The plastic/rubber type piece I assume is supposed to stay. Im just worried about the adhesive part...and how can you remove the backing plate if you stick it on there with the adheasive that is on the backing plate.
If you use the adhesive pad, remove it before it dries up over time. Use a heatgun or hair dryer to soften up the adhesive and should peel easily. Do not overheat the motherboard or you'll end up damaging it. Just heat it up around 120f and enough for the adhesive to become gooey again.
Do you remove the plastic piece and the other square plastic covering on the backplate?
Ok, after installing my TR Ultra 120 Extreme I can answer this. Yes you remove that larger translucent piece of plastic, however I left the square covered because I didn't want it permanently afixed to my mobo. If you paste it to the mobo it becomes very difficult to get off.
Having temp issues with Intel TAT, once I get CompuTronix's advice I will start writing up my build. It posted and booted to windows IHSless (damn I am good :tongue .
Hmmm. I left the piece of plastic on the back plate. I'm not to worried about the adhesive pad as I have no intentions of taking it off. Will leaving the plastic or having the adhesive on the board cause any issues?
sweet, but aren't you the least bit worried the 120 extreme will damage the cpu since it's ihsless?
Anyways, at least since I have an am2, they already come with a backplate preinstalled, which makes my life ten times easier if I decide to buy the 120 e, but I'm planning on saving up for the ifx-14
Nope, not worried at all. It actually isn't under that much pressure because the screws were designed to sit tight against a CPU with a IHS, which is about 1/8", so that gives it a little wiggle room (which I had to deal with).
So if the screws are designed to have some clearance, then if I take the ihs off my x2 and strap on an ifx-14, should I be too worried about it? Because you seem to be getting great temps, and I really want an ifx, not to mention amd only started to solder the ihs on their cpus I believe after the initial price cut wayyyy back at the end of july, so if I'm lucky, mine might not even be soldered, I guess it won't hurt to try cutting the expoxy on the side off and see if I can slide the ihs off, if I can I know it's not soldered, if I can't, frying pan, here I come 8O
I think if you take care when you install you shouldn't have too much of an issue.

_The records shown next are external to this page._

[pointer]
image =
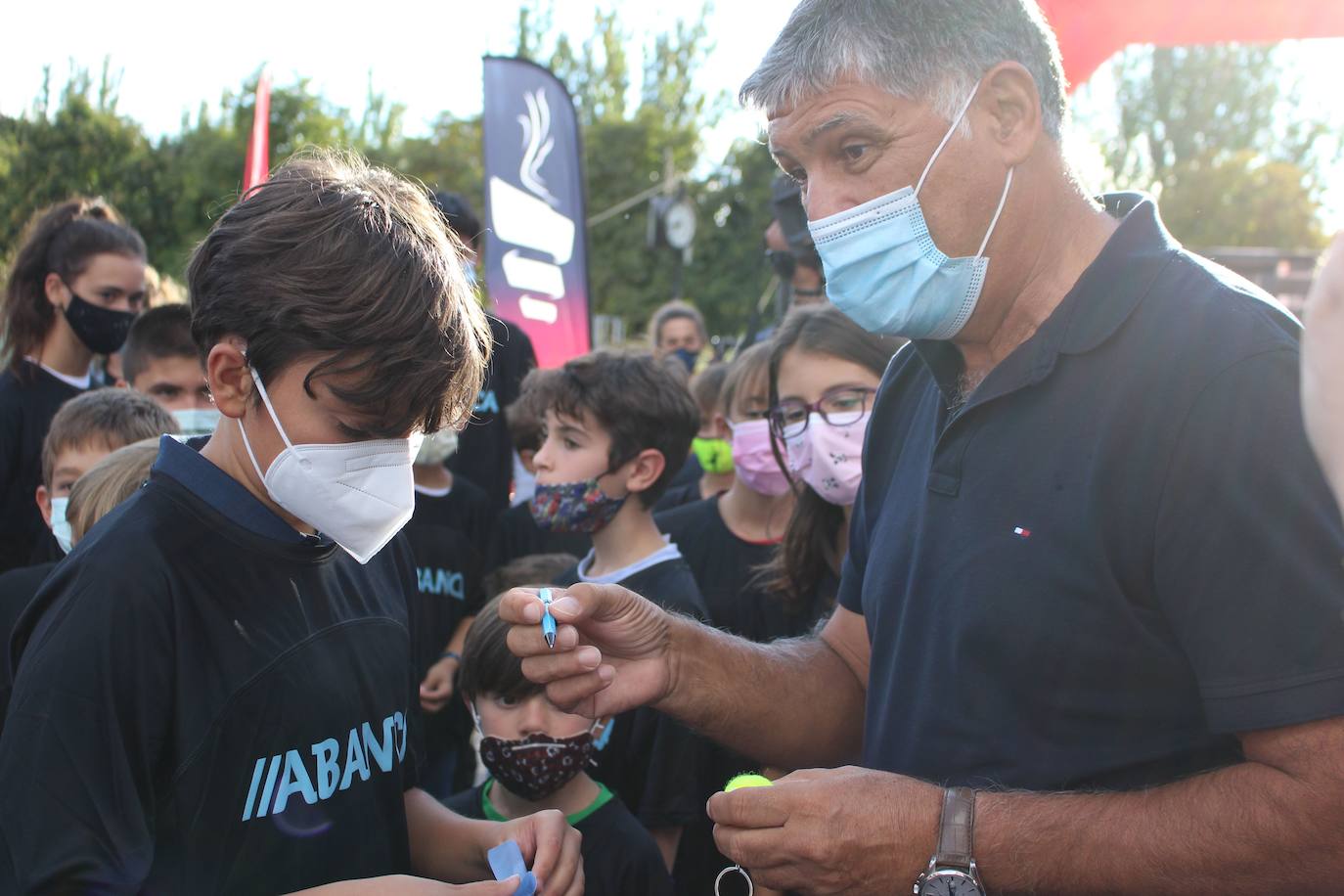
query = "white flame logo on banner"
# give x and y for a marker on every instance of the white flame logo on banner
(527, 219)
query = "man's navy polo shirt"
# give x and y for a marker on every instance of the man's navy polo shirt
(1116, 555)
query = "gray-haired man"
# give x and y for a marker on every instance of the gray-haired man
(1091, 629)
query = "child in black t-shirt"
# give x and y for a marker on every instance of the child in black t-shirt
(221, 694)
(83, 431)
(538, 758)
(611, 422)
(161, 360)
(448, 535)
(74, 288)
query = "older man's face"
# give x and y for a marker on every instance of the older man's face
(855, 143)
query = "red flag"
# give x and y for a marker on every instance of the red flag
(1092, 31)
(257, 166)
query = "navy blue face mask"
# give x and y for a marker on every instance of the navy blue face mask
(101, 330)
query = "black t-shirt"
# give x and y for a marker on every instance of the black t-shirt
(203, 709)
(726, 569)
(1118, 554)
(653, 763)
(679, 496)
(27, 405)
(18, 587)
(484, 449)
(517, 536)
(620, 857)
(448, 536)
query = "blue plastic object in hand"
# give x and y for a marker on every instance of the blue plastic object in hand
(507, 860)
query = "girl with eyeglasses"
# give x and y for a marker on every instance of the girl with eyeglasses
(824, 375)
(72, 291)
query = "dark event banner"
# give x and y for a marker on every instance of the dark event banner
(535, 233)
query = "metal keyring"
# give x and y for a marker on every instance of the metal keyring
(740, 871)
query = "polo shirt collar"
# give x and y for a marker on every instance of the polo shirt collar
(1098, 304)
(184, 464)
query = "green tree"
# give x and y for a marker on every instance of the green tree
(78, 146)
(1213, 132)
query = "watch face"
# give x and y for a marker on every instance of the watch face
(951, 882)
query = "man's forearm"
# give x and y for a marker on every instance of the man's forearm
(1245, 829)
(793, 704)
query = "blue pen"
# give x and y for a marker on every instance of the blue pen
(547, 619)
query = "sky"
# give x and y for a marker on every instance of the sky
(427, 55)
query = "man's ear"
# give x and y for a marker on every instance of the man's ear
(45, 504)
(646, 469)
(229, 378)
(1008, 105)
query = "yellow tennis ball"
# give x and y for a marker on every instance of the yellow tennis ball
(746, 781)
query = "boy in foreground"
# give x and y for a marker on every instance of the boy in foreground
(219, 696)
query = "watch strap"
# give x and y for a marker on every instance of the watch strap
(956, 834)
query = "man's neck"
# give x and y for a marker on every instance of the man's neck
(1066, 245)
(64, 352)
(625, 540)
(570, 799)
(225, 450)
(753, 516)
(431, 475)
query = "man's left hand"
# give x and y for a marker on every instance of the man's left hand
(843, 830)
(550, 848)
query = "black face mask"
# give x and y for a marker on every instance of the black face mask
(101, 330)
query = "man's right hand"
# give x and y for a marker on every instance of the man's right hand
(611, 648)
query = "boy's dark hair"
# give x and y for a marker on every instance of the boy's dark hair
(524, 422)
(633, 399)
(338, 258)
(525, 571)
(706, 387)
(60, 240)
(108, 417)
(460, 216)
(160, 332)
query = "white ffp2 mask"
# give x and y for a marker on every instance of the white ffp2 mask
(359, 493)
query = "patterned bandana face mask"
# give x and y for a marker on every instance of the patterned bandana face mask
(574, 507)
(538, 765)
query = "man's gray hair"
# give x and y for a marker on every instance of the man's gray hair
(924, 50)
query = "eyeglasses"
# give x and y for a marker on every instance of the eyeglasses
(837, 407)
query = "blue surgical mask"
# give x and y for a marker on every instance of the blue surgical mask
(197, 421)
(60, 524)
(884, 272)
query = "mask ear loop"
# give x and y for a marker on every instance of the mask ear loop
(1003, 201)
(956, 122)
(718, 881)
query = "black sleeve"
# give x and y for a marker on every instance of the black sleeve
(405, 572)
(1247, 550)
(79, 755)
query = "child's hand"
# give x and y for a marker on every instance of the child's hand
(550, 848)
(437, 688)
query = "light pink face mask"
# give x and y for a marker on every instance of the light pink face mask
(753, 458)
(829, 458)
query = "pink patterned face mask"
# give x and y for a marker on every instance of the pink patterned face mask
(753, 458)
(829, 458)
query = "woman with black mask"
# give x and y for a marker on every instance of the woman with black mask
(75, 287)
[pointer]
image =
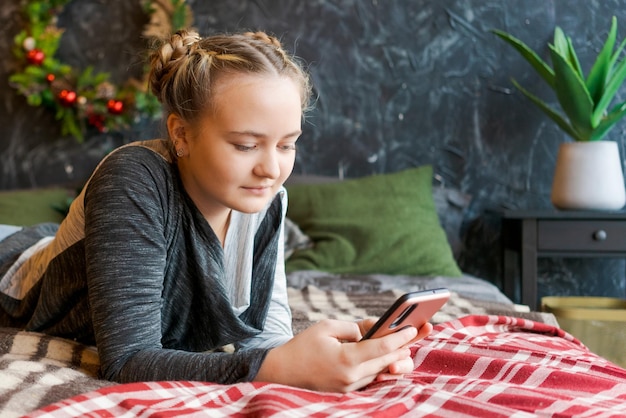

I took twice as long to build this rig as I have in prior builds because of the delicate nature of the E4300. The problem will be if I have to move the rig, that is when the crack is likely to happen. I alternated screws doing a 1/2 turn at a time so that the pressure was relatively evenly spaced. I don't know anything about AMD soldering IHS's on, my Opty 165 wasn't soldered but there were mini capacitors along the edge (as I have told you before), so don't forget that.
Side note: What ticked me off was my Ultra 120 Extreme's fan mounting mechanism touches the top 120mm tri-cool fan rendering it useless. All in all it isn't a big deal, but still wish I could fix it (no way around it that I can see w/o major effort).
heh, right now I'm just looking into tecs for my watercooler when I take my ihs off. I found a nice auxilary psu that fits in a drive bay, now I just need to find out how to link it with my regular psu
My guess is you found a Meanwell S320 PSU with bare leads. Your best bet if you want to link them together is to look for a PCI relay switch which is normally used to link a water pump to a PSU so they start at the same time. The PCI relay should work for the meanwell it just may be an interesting wiring job.